The review gets posted as a PR comment via actions/github-script:

await github.rest.issues.createComment({
  owner: context.repo.owner,
  repo: context.repo.repo,
  issue_number: context.issue.number,
  body: `## 🤖 AI Code Review\n\n${review}\n\n---\n*Reviewed by Gemma 4 26B running locally*`
});

Why Qwen2.5 Coder 14B?

I have two models loaded: qwen/qwen2.5-coder-14b and google/gemma-4-26b-a4b. Qwen Coder is specifically trained on code and gives more precise technical feedback — it understands language-specific patterns, spots potential bugs more reliably, and produces structured review comments. Gemma 4 is a strong general model but for code review, a purpose-built coder model wins.

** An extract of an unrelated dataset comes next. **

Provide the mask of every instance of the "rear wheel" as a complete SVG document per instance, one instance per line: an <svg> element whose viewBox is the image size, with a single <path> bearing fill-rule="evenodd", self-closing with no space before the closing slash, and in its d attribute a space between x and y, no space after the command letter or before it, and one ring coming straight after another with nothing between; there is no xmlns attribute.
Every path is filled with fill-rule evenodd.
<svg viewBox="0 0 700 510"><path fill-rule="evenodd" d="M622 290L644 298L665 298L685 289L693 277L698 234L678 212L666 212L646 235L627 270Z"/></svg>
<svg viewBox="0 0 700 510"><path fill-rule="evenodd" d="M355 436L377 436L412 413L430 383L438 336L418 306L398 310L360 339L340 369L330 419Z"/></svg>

The 14B size is a sweet spot — fast enough to review a typical PR diff in under a minute on a gaming GPU, while being capable enough to catch real issues.

The Result

Every PR now gets an automated review comment within 1–2 minutes (depending on diff size and GPU load). When my gaming PC is off, the workflow posts a one-line notice and exits cleanly — no failed checks, no blocked PRs.

The whole thing runs on hardware I already own, costs nothing per review, and keeps the code entirely on my own infrastructure.